BATCH_SIZE = 64  # Batch size
BUFFER_SIZE = 10000  # Buffer size to shuffle the dataset
SEQUENCE_LENGTH = 100  # Length of input sequence
EMBEDDING_DIMENSION = 65  # Embedding dimension
RNN_UNITS = 1024  # Number of RNN units

In [None]:
def split_input_target(chunk):
  # Create (input_string, output_string) pairs
  input_text = chunk[:-1]
  target_text = chunk[1:]
  return input_text, target_text

def prepare_text(text):
  # The unique characters in the file
  vocab = sorted(set(text))
  print ('{} unique characters'.format(len(vocab)))

  # Creating a mapping from unique characters to indices
  char_map = {
      'char_to_index': {char: index for index, char in enumerate(vocab)},
      'index_to_char': np.array(vocab)
  }

  text_as_int = np.array([char_map['char_to_index'][c] for c in text])

  # The maximum length sentence we want for a single input in characters
  seq_length = SEQUENCE_LENGTH
  examples_per_epoch = len(text) // (seq_length+1)

  # Create training examples / targets
  char_dataset = tf.data.Dataset.from_tensor_slices(text_as_int)
  sequences = char_dataset.batch(seq_length + 1, drop_remainder=True)
  dataset = sequences.map(split_input_target)

  # (TF data is designed to work with possibly infinite sequences,
  # so it doesn't attempt to shuffle the entire sequence in memory.
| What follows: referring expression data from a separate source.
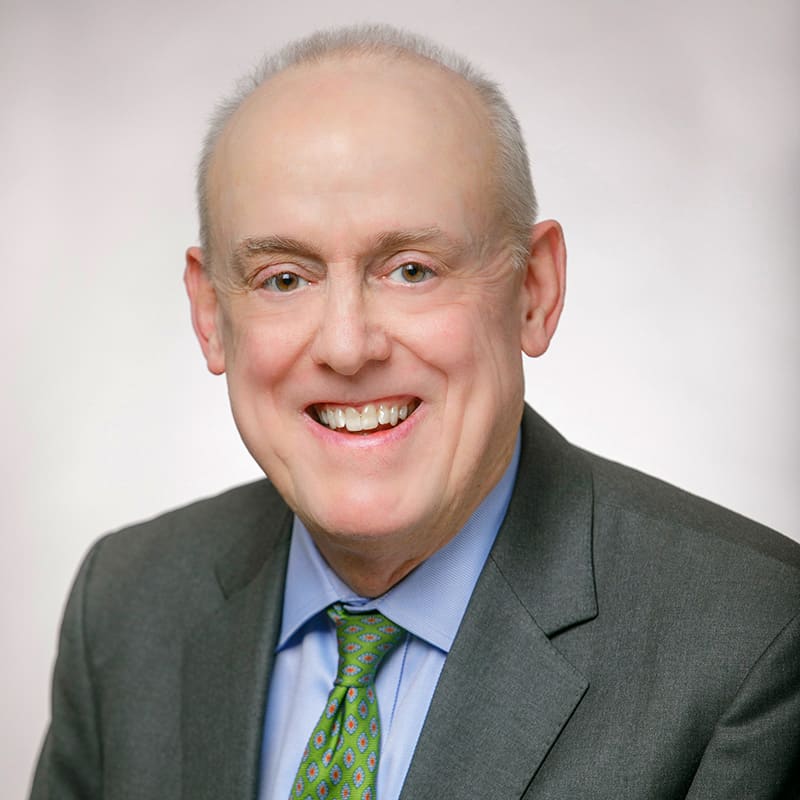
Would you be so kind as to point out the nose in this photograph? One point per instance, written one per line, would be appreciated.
(350, 333)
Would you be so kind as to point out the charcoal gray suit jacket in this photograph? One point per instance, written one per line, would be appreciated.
(625, 640)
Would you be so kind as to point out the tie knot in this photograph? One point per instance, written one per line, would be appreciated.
(364, 640)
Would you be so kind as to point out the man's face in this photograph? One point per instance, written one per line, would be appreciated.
(367, 314)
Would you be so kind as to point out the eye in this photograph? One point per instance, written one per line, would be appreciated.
(411, 272)
(284, 282)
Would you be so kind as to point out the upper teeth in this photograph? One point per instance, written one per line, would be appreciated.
(367, 419)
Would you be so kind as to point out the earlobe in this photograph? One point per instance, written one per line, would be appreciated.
(543, 287)
(205, 310)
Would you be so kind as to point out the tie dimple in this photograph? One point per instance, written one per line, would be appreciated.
(340, 761)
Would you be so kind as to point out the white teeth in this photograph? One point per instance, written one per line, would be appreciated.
(369, 418)
(352, 419)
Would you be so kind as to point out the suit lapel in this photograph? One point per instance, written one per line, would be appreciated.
(505, 692)
(227, 663)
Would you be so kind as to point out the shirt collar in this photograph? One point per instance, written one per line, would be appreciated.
(429, 602)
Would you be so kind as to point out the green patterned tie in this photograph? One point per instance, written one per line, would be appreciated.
(340, 761)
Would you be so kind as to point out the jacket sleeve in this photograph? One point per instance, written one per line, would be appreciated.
(70, 762)
(754, 753)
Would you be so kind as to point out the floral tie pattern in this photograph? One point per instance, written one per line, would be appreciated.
(340, 761)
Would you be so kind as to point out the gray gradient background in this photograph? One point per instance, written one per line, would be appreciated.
(664, 136)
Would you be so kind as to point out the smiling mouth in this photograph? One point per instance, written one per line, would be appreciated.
(369, 418)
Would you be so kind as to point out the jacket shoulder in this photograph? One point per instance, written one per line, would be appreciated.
(163, 574)
(653, 505)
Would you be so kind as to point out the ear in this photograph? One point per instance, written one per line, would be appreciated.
(206, 319)
(543, 286)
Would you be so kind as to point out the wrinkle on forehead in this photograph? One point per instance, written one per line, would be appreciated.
(311, 124)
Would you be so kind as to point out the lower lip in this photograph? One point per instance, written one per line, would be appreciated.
(361, 441)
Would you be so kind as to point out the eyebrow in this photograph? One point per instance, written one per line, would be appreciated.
(252, 247)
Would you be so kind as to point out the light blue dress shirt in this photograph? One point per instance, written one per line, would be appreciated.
(429, 603)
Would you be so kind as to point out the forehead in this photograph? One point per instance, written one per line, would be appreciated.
(353, 133)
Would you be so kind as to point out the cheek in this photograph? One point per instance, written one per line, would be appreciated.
(260, 353)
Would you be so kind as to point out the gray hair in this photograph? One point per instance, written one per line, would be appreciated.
(515, 188)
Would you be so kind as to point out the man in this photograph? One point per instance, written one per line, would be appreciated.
(370, 272)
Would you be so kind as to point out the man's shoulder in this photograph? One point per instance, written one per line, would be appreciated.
(627, 498)
(174, 564)
(202, 529)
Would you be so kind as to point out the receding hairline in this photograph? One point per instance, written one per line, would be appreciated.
(511, 174)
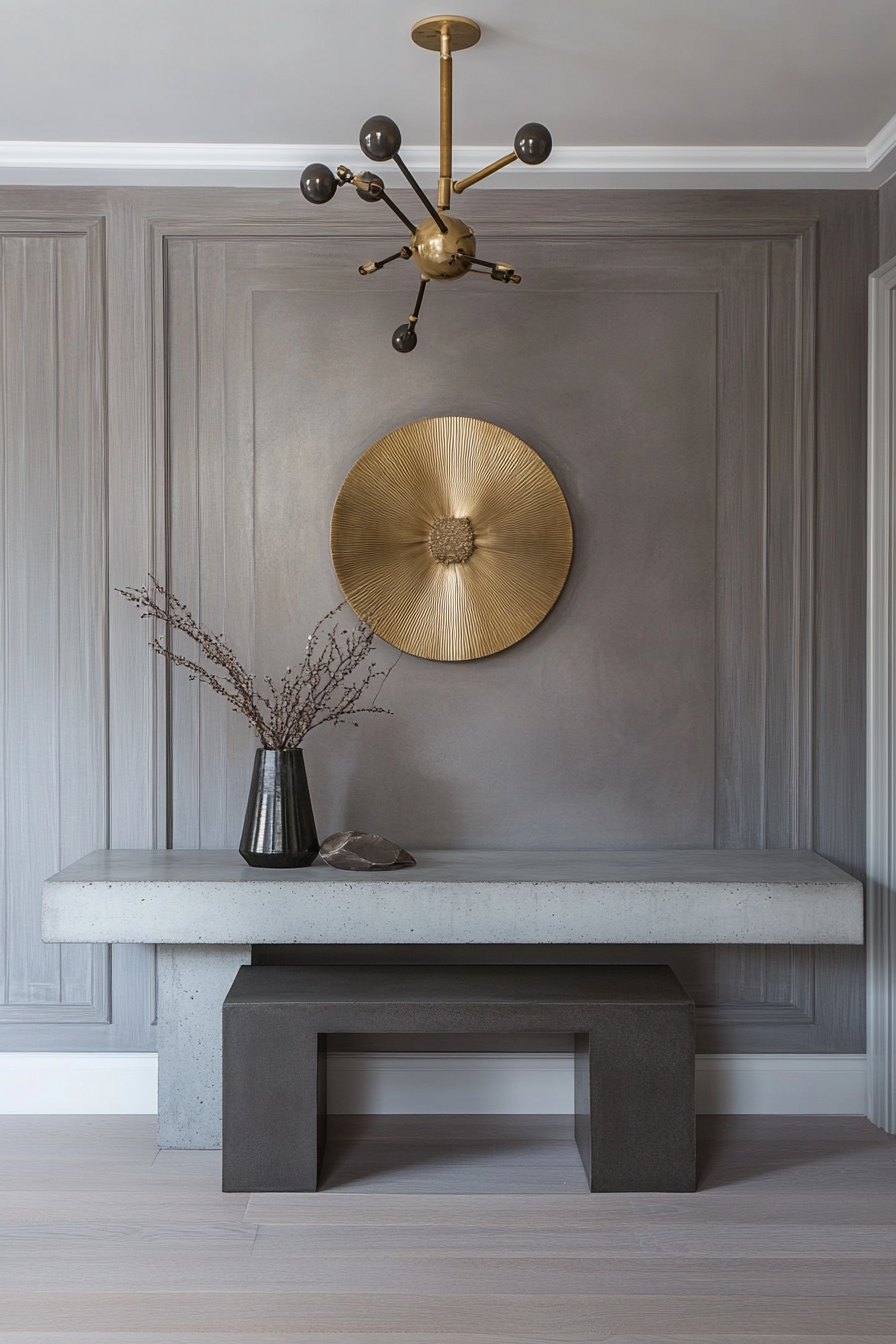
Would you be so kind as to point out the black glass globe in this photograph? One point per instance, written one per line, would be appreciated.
(371, 178)
(532, 143)
(403, 339)
(319, 184)
(380, 139)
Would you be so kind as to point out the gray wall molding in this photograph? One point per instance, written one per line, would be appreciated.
(880, 924)
(809, 250)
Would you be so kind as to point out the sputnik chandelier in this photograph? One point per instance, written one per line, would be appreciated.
(442, 246)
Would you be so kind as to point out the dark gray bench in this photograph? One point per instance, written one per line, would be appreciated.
(634, 1058)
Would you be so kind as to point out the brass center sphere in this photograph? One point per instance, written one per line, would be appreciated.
(443, 256)
(452, 540)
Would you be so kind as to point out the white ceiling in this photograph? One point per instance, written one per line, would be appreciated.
(599, 73)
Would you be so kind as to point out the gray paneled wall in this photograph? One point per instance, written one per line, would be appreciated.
(692, 368)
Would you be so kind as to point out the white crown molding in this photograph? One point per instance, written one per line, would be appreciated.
(93, 163)
(881, 145)
(74, 1083)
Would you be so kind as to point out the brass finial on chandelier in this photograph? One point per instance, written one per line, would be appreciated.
(442, 246)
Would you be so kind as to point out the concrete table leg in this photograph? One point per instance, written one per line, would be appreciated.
(192, 985)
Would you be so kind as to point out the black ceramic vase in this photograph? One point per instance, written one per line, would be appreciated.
(278, 831)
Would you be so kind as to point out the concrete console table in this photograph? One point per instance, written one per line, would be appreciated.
(207, 907)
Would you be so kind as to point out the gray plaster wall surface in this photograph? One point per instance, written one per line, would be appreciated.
(692, 368)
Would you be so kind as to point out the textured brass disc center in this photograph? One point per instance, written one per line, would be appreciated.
(452, 540)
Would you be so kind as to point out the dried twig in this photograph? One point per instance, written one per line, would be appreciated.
(335, 675)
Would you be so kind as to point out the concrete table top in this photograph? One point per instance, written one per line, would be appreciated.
(458, 897)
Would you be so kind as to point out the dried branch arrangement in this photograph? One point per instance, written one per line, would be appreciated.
(336, 672)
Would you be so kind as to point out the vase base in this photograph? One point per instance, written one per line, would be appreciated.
(304, 859)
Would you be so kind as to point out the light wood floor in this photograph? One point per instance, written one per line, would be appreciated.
(446, 1230)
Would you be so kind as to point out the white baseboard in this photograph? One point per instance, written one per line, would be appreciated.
(69, 1083)
(47, 1083)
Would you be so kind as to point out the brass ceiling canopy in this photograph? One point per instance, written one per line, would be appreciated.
(442, 246)
(452, 538)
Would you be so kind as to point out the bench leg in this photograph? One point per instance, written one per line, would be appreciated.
(274, 1102)
(634, 1098)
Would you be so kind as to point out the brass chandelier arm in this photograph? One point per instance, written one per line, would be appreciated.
(375, 191)
(445, 117)
(370, 268)
(419, 191)
(485, 172)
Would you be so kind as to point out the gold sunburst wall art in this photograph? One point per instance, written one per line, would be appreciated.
(452, 538)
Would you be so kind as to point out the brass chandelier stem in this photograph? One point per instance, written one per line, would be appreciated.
(446, 112)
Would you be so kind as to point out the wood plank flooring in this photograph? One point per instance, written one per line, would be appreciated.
(448, 1230)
Instead,
  # it maintains a buffer in which it shuffles elements).
  dataset = dataset.shuffle(BUFFER_SIZE).batch(BATCH_SIZE, drop_remainder=True)

  return dataset, vocab, examples_per_epoch, char_map

Now we can create and train the neural network.

In [None]:
import os

def loss(labels, logits):
  return tf.keras.losses.sparse_categorical_crossentropy(labels, logits, from_logits=True)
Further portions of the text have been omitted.